A serious security flaw found inside a widely used Android library called EngageSDK has put over 30 million cryptocurrency wallet users at risk of financial theft and personal data exposure.
The vulnerability, described as an intent redirection flaw, allowed malicious apps on the same device to break through Android’s built-in security sandbox and gain unauthorized access to private user data.
With crypto wallets holding real financial assets, a flaw of this nature carries consequences far beyond a standard privacy concern.
EngageSDK is a third-party software development kit built by a company called EngageLab. It is designed to help developers add push notifications and real-time messaging features to their Android applications.
Developers include it as a code dependency, after which it becomes part of how the app runs. Since so many apps rely on the same SDK, a single flaw inside it does not stay confined to one application — it puts every app built on it at risk at the same time.
During routine security research, the Microsoft Defender Security Research Team identified the vulnerability and noted that it resided inside an exported activity called MTCommonActivity.
This activity is silently added to an app’s merged Android manifest during the build process, meaning it does not appear in the original source code — only in the final compiled output. Because developers often overlook this, the activity goes unreviewed and unprotected. Once the app is installed on a device, that activity becomes reachable by any other app running on the same phone.
The vulnerable MTCommonActivity activity is added to the merged manifest (Source – Microsoft)
The extent of this exposure is what makes the vulnerability especially concerning. Crypto wallet apps alone represented over 30 million installations, and when other apps built on the same SDK were counted, total exposure climbed past 50 million installations.
All apps confirmed to be running vulnerable versions were removed from Google Play. At the time of this report, there is no confirmed evidence that the vulnerability was exploited in attacks.
The flaw was first found in version 4.5.4 of the EngageLab SDK in April 2025. Microsoft reported it to EngageLab through Coordinated Vulnerability Disclosure (CVD) practices under Microsoft Security Vulnerability Research (MSVR).
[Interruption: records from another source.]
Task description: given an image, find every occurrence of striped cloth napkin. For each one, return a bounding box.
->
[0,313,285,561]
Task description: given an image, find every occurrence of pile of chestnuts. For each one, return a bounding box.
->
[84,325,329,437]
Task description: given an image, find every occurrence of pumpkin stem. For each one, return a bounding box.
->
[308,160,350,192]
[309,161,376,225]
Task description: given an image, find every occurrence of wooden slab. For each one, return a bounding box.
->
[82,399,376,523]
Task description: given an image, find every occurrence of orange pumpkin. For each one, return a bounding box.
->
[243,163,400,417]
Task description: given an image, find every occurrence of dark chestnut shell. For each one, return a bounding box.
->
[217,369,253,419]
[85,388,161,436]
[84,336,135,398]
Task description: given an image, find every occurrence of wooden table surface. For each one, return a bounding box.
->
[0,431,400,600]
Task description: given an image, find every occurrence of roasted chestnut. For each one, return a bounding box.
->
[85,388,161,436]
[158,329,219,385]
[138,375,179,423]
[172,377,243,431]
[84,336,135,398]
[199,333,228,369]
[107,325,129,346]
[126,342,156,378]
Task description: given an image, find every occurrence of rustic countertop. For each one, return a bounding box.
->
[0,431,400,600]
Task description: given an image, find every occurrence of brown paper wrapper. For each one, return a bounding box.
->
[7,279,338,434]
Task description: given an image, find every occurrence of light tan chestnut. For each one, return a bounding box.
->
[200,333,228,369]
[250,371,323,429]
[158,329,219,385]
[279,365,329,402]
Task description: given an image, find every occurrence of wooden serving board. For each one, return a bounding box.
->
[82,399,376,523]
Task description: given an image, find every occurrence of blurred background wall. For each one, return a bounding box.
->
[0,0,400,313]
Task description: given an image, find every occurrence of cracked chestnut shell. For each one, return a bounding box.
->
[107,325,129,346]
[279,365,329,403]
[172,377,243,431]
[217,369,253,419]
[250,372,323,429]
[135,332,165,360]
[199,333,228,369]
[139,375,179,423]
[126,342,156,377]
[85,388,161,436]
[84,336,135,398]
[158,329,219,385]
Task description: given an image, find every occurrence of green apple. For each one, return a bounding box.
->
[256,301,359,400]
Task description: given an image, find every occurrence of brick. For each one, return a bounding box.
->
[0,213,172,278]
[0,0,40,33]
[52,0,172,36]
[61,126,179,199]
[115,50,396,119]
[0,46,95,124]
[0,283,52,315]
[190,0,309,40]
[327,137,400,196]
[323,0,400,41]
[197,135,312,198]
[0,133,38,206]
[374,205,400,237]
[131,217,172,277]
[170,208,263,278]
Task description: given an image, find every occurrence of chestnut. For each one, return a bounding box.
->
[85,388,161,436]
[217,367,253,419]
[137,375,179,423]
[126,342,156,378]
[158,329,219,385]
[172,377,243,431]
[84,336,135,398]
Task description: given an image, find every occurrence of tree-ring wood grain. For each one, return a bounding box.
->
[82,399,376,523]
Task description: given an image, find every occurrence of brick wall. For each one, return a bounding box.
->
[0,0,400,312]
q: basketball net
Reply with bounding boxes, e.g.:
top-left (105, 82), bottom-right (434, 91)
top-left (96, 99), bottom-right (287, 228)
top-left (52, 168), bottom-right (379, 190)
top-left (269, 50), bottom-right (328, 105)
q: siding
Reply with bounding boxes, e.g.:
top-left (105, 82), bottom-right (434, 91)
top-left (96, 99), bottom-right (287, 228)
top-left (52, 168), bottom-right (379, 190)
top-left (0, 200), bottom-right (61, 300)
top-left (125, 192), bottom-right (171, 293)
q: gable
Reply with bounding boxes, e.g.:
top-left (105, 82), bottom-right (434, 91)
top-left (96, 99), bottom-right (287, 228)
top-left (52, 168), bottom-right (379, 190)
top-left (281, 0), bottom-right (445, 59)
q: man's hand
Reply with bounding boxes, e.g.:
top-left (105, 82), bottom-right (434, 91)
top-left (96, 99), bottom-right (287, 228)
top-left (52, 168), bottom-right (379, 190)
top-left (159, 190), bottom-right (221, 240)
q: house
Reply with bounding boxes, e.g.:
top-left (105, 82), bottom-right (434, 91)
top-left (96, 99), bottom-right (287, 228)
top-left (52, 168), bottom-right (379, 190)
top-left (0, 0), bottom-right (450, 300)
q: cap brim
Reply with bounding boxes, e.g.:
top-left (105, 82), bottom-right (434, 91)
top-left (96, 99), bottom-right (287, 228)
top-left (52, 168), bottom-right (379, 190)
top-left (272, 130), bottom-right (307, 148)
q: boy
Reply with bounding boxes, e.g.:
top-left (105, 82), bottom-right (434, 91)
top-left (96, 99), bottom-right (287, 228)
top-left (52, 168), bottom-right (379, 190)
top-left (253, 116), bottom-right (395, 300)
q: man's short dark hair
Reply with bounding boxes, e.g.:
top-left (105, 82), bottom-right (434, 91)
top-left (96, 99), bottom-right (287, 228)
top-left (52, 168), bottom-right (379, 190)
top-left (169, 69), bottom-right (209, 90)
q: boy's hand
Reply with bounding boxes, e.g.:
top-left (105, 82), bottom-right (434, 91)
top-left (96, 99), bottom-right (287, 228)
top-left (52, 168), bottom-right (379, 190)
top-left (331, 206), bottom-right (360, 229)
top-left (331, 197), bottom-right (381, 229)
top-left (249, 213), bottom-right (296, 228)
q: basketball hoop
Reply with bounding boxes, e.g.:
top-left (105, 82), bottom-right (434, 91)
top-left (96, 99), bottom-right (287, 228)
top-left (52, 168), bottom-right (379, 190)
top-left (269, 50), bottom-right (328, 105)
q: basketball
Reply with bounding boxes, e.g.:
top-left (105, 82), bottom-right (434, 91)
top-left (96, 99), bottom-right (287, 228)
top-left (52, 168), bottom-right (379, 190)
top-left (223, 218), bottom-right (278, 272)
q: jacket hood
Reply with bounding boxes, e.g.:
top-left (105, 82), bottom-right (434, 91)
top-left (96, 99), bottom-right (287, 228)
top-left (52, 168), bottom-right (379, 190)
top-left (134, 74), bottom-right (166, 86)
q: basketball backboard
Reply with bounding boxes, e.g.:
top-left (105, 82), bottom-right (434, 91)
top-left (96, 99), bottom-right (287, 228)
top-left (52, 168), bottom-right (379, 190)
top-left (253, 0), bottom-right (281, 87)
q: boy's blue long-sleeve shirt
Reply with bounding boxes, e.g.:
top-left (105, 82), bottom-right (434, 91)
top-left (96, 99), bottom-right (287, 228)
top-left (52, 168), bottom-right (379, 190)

The issue was then escalated to the Android Security Team in May 2025. EngageLab released a fix in version 5.2.1 on November 3, 2025, which resolved the exposure by setting the vulnerable activity to non-exported.
How the Intent Redirection Attack Works
Intent redirection is a technique where an attacker manipulates the contents of a message — called an intent — that a trusted app sends, so it ends up doing something harmful instead.
On Android, intents are the primary way apps communicate with each other and with their own internal components. When a trusted app sends an intent, the Android system honors its permissions.
Attackers exploit this trust to run harmful operations while hiding behind a legitimate application’s identity.
A malicious app begins the attack by sending a specially crafted URI to the exposed MTCommonActivity activity.
Visual representation of an intent redirection (Source – Microsoft)
That activity passes the URI through a method called processIntent(), which forwards it to processPlatformMessage().
The processPlatformMessage() method (Source – Microsoft)
This method pulls out a field named n_intent_uri, constructs a new intent from it, and launches that intent using the trusted app’s own permissions.
Since the SDK applies the URI_ALLOW_UNSAFE flag, the malicious input can carry read and write permission flags that grant persistent access to the target app’s private storage.
Getting READ – WRITE access to non-exported content providers (Source – Microsoft)
As a result, wallet credentials, private keys, and sensitive financial data inside the app become silently exposed to the attacker.
Developers using the EngageLab SDK should upgrade to version 5.2.1 or later without delay. After every project build, developers should carefully inspect the merged Android manifest for any exported activities or unexpected permissions introduced by third-party libraries.
Intent data arriving from outside the app should always be validated before it is used. Users who previously installed a vulnerable app are now protected, as Android has deployed automatic mitigations targeting this specific flaw while developers complete their updates.